Let's say I'm a pleasure seeker, I'm fatter than I'd like and I go on a diet often, but then many evenings I go to the vending machine and get a chocolate palm, the truth is that the sugar rush is good for me . The stress of life.

Why are you leaving, why now?

I've wanted to go there for two years. I noticed that my age was starting to weigh on me, as if the terrain I was walking on was changing. I no longer had the agility I had to make the quick decisions this job requires and thought about quitting. I said it on the network. They asked me to stay. Then came Ukraine, the diabolical election year, Gaza, the inauguration, and you ask yourself: How are you going to get out of there? I steered clear of responsibility until, after the investiture was decided and a new news director was appointed, I said, “It’s now or never.”

Iñaki Gabilondo He retired at 80 because he was “bored” of listening to himself. Do you understand?

I will use a bullfighting analogy. I'm like the bullfighters at the end of the season: I'm stuck. They don't know whether to fight with the left or with the right, they do everything right, by profession, but at some point they know that they have to stop. Plus, I've been doing the same thing for 34 years: going out at 10 p.m. without having a social life. I am 68 years old. Not everything is work.

They say, that Borja Prado, outgoing president of Mediaset, wanted to go into the kitchen to politically influence the channel's content. Do you know?

He never entered my kitchen. I'll leave it at that.

His colleagues give sermons every evening. How editorial?

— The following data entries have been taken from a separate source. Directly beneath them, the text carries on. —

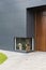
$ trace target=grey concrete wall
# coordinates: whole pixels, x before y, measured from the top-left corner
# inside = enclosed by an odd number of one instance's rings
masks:
[[[31,9],[27,10],[27,37],[34,37],[34,12]]]
[[[0,0],[0,48],[13,51],[14,37],[27,37],[27,8],[43,4],[46,0]]]

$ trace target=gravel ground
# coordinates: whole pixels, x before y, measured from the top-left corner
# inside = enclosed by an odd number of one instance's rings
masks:
[[[46,52],[0,52],[7,55],[7,60],[0,65],[0,70],[46,70]]]

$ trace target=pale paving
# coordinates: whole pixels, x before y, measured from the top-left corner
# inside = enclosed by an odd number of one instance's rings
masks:
[[[46,52],[0,52],[7,55],[7,60],[0,65],[0,70],[46,70]]]

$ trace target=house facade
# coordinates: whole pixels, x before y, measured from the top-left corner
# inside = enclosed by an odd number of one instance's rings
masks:
[[[0,50],[14,51],[14,37],[35,38],[35,11],[43,6],[46,0],[0,0]]]

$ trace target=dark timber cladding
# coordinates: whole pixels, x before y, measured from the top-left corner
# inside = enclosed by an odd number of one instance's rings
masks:
[[[14,51],[14,37],[34,38],[34,14],[27,9],[45,4],[46,0],[0,0],[0,50]]]
[[[28,9],[29,15],[28,14],[28,22],[27,28],[28,30],[33,30],[34,31],[34,47],[35,51],[46,51],[46,5],[37,6],[37,8],[32,8]],[[33,14],[33,16],[32,16]],[[33,17],[31,19],[31,17]],[[34,28],[32,29],[32,25]],[[28,31],[27,30],[27,31]],[[30,31],[28,31],[28,36],[30,34]]]

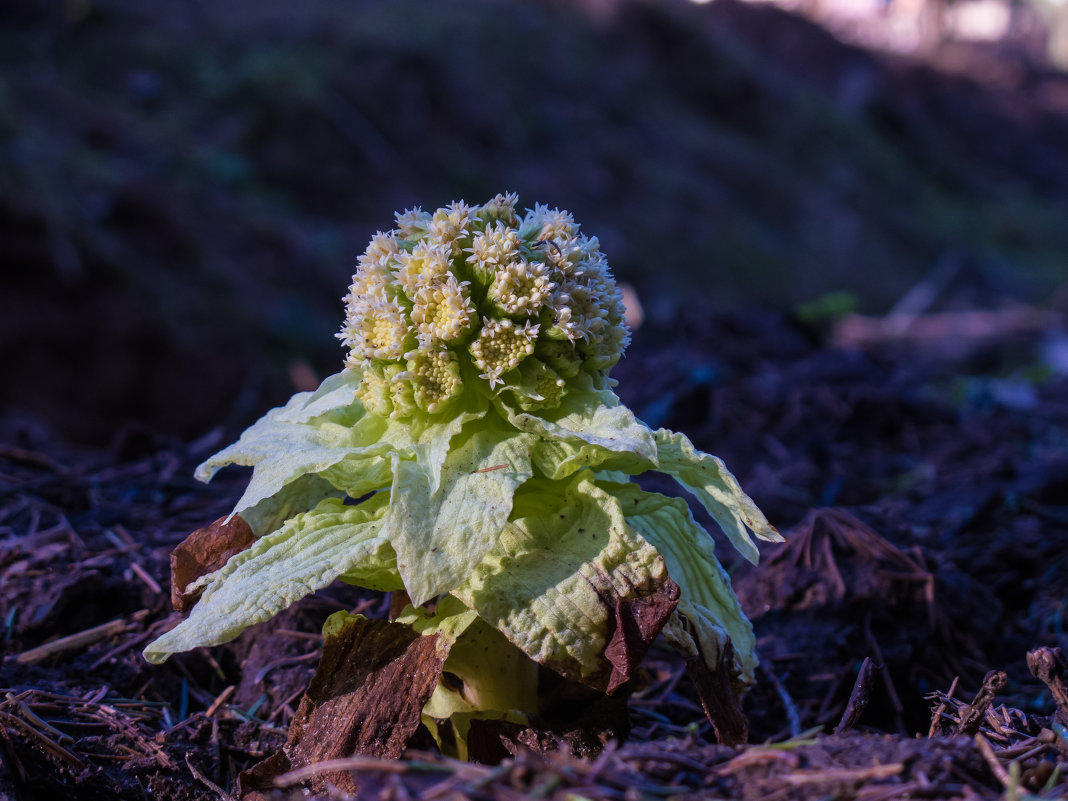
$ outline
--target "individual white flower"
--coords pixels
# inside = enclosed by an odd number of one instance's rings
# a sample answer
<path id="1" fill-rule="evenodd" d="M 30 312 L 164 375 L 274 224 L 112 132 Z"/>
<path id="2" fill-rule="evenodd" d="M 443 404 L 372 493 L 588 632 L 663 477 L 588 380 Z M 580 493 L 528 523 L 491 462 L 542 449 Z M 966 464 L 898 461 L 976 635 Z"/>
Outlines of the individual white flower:
<path id="1" fill-rule="evenodd" d="M 351 332 L 352 350 L 364 359 L 402 358 L 409 341 L 404 309 L 390 299 L 368 305 L 347 329 Z"/>
<path id="2" fill-rule="evenodd" d="M 414 300 L 415 294 L 436 280 L 449 274 L 449 247 L 423 240 L 410 253 L 397 256 L 395 274 L 405 295 Z"/>
<path id="3" fill-rule="evenodd" d="M 516 217 L 516 204 L 519 202 L 519 195 L 515 192 L 505 192 L 503 194 L 498 194 L 493 200 L 484 203 L 478 209 L 476 209 L 475 215 L 478 219 L 486 222 L 501 221 L 505 225 L 515 227 L 519 220 Z"/>
<path id="4" fill-rule="evenodd" d="M 468 285 L 449 273 L 444 281 L 435 281 L 415 292 L 411 321 L 421 344 L 453 342 L 468 331 L 474 318 Z"/>
<path id="5" fill-rule="evenodd" d="M 439 208 L 434 213 L 427 232 L 439 242 L 450 246 L 452 251 L 459 253 L 457 240 L 467 233 L 470 220 L 471 207 L 464 201 L 454 201 L 445 208 Z"/>
<path id="6" fill-rule="evenodd" d="M 464 388 L 459 361 L 451 350 L 415 350 L 408 355 L 408 379 L 415 405 L 435 414 Z"/>
<path id="7" fill-rule="evenodd" d="M 476 234 L 471 240 L 468 262 L 476 267 L 498 267 L 519 256 L 519 232 L 503 222 L 497 222 L 493 227 L 487 227 L 482 234 Z"/>
<path id="8" fill-rule="evenodd" d="M 525 236 L 532 236 L 538 241 L 567 241 L 578 233 L 575 219 L 567 211 L 559 208 L 550 209 L 547 205 L 535 203 L 534 208 L 527 211 L 520 231 Z"/>
<path id="9" fill-rule="evenodd" d="M 511 319 L 484 319 L 478 339 L 470 347 L 475 366 L 483 371 L 478 377 L 489 381 L 490 387 L 504 383 L 501 374 L 519 366 L 534 352 L 537 332 L 538 326 L 529 321 L 517 326 Z"/>
<path id="10" fill-rule="evenodd" d="M 489 287 L 489 299 L 505 314 L 530 316 L 545 304 L 555 284 L 540 262 L 516 261 L 501 265 Z"/>
<path id="11" fill-rule="evenodd" d="M 360 254 L 359 263 L 365 269 L 386 268 L 399 253 L 400 244 L 396 232 L 378 231 L 371 237 L 367 249 Z"/>
<path id="12" fill-rule="evenodd" d="M 430 224 L 430 213 L 424 211 L 419 206 L 414 208 L 408 208 L 404 211 L 397 211 L 395 215 L 397 221 L 397 233 L 400 235 L 402 239 L 418 239 L 426 233 L 427 227 Z"/>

I don't edit. I am not a preacher of the gospel, but a channel, a narrator of what is happening. I never stand next to anyone, it's important to keep my distance. I learned factual journalism at a young age on Spanish television. And from my teacher Jesús Hermida, who shouldn't raise one eyebrow higher than the other: from him who couldn't stop moving his bangs. Of course I have my ideas, I'm progressive, but I only give my opinion when undemocratic boundaries are crossed. Nobody knows what I'm about. There are still those who ask me to my face and I consider it a triumph.

He has an older son, but he was still a baby too. How did you reconcile?

Bad, like all journalists. The fact that I am fortunate that they have always made my life easier and that no one has blamed me does not change the fact that I was an absent father at times. At one time, when I was working on TVE's morning show and got up very early, my son, who was 6 or 7 years old, said to a bricklayer who was doing a renovation at home: “You really work, not like my father, “der.” spends the day sleeping.

I think he has chosen his successor, Carlos Franganillolike royal father or patriarch of the “succession”.

Hahaha. Let's say I helped Carlos Montero, Mediaset's new news director, make the decision. Franganillo seemed the best to me. I got to know him in several reports, which was always my favorite part of being a journalist as a journalist, and I suggested it to him once. I think in some ways we are similar. We keep our distance from the information. We don't show ourselves. I don't know what he stands for politically, he's in great shape, he speaks languages, he's the future.

Their poker faces are famous when they gave in to their news straight from the “Sálvame” circus. How did you deal with that?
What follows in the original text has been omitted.